Ob man mit klassischen Tarotdecks von Rider-Waite oder Aleister Crowley arbeitet, oder auf andere sehr pittoresk und phantasievoll gestaltete Karten zurückgreift (z. B. Astrologische, kabbalistische, numerologische oder Natur- und Pflanzendecks) hängt vom persönlichen Geschmack, besonders aber der seelischen Affinität ab, die man zum jeweiligen Deck aufbauen kann. Die Grundbedeutungen der Karten bleiben jedoch immer und in allen Spielen gleich.

Legesysteme zum Wahrsagen über die Liebe, das Leben im Allgemeinen, als Entscheidungsspiel oder Tagesausblick

Das Beziehungsspiel

Spannend und treffsicher ist diese Legung, und sie irrt selten. Der entscheidende Punkt besteht darin, die Karten in ihrer mystischen Botschaft korrekt zu interpretieren!

Für das Beziehungsspiel werden aus dem gemischten, verdeckt aufgefächerten Set 7 Karten gezogen und umgedreht. Eine zeigt den aktuellen Status Quo der fraglichen Beziehung, sowie jeweils 3 weitere Karten jeden der beiden Partner. Man erkennt nach dem Aufdecken das bewusste Denken der beiden Partner, ihre inneren, vielleicht verheimlichten Gefühle und das, was sie nicht nach außen sehen lassen.

Das Keltische Kreuz

Fragen nach dem Verlauf einer Lebensphase, eines Projektes oder des neuen Lebensjahres können mit dieser uralten Legemethode analysiert werden. Aus den gemischten Tarotkarten werden verdeckt 10 Karten gezogen und nach dem Muster des Keltischen Kreuzes ausgelegt.

Für folgende Bedeutungen stehen die Karten: Die 1. und 2. Karte zeigen, worum geht es, und was dazukommt, also den Plan „kreuzt“. Die 3. Karte zeigt das Bewusste, die 4. das Unbewusste, die 5. die Vergangenheit, die 6. erzählt etwas über die nahe Zukunft.

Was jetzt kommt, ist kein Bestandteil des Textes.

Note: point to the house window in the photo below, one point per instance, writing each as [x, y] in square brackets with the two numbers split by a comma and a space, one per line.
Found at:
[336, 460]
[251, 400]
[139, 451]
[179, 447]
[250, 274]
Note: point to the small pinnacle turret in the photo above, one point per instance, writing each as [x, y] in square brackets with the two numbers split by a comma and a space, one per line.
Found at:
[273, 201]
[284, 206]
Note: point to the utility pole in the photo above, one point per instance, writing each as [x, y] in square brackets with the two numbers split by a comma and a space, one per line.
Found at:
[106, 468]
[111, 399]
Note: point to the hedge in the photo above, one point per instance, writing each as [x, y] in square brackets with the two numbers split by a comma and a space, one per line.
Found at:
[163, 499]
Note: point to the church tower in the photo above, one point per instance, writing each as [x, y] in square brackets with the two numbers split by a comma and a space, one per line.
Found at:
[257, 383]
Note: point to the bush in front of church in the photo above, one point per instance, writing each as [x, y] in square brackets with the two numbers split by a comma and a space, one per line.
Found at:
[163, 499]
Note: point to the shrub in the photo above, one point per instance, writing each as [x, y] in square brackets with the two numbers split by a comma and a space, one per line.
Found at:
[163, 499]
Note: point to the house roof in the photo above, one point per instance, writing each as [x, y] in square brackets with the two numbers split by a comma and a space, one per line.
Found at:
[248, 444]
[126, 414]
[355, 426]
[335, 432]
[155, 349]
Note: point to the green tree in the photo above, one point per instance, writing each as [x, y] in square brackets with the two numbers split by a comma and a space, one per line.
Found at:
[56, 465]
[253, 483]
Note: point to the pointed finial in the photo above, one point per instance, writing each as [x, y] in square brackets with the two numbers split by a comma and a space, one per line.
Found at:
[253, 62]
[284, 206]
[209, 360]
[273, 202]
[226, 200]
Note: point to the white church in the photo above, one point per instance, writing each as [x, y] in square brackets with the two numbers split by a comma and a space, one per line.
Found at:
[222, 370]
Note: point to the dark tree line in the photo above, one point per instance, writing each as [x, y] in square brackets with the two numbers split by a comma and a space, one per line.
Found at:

Nun folgen die restlichen vier Karten. Sie offenbaren auf dem 7. Platz den Kartenleger selbst, die 8. Karte zeigt äußere Einflüsse, die jetzt gerade auftauchen oder in Kürze auftauchen werden, die 9. Karte spiegelt die eigenen Emotionen wider, und die 10. sagt, wie der langfristige Ausgang zu der gestellten Frage verlaufen wird.

Das Keltische Kreuz eignet sich für alle Situationen, die ein Mensch vielleicht ausleuchten möchte, die Voraussetzung ist jedoch etwas mehr Zeit.

Einfach und schnell: das Entscheidungsspiel und die Tageskarte

Für das Entscheidungsspiel zieht man wiederum verdeckt aus dem gut gemischten Kartenstapel zwei Karten: die eine zeigt, was geschieht, entscheiden wir uns für Handlung a), die zweite, was uns erwartet, sollten wir uns für Lösung b) entscheiden.

Die folgende Methode ist einfach und auch ein guter Einstieg, um sich mit einem neuen Deck vertraut zu machen: das Ziehen einer Tageskarte! Wie wird der Tag werden? Worauf sollte man achten?

Grundlegende Bedeutungen der Karten

Natürlich kann an dieser Stelle nicht dezidiert die Bedeutung von 78 Tarotkarten erklärt werden. Als Faustregel gilt:

Die Große Arkana, (die Kartennummern 0 – 21, Narr, Tod, Turm, Glück, Universum etc.) hat große Bedeutung. Die kleinen Arkanakarten werden grob wie folgt interpretiert:

Stabkarten stehen für Erneuerung und Kraft, die Kelchkarten zeigen das Seelenleben, die Schwerter zeigen Kampf und Geist und die Scheibenkarten repräsentieren Materie, Körper und Erfolg.

Doch Achtung: dies ist nur eine sehr oberflächliche Beschreibung. Gute Lehrmaterialien sind hingegen die Werke des verstorbenen Hajo Banzaff.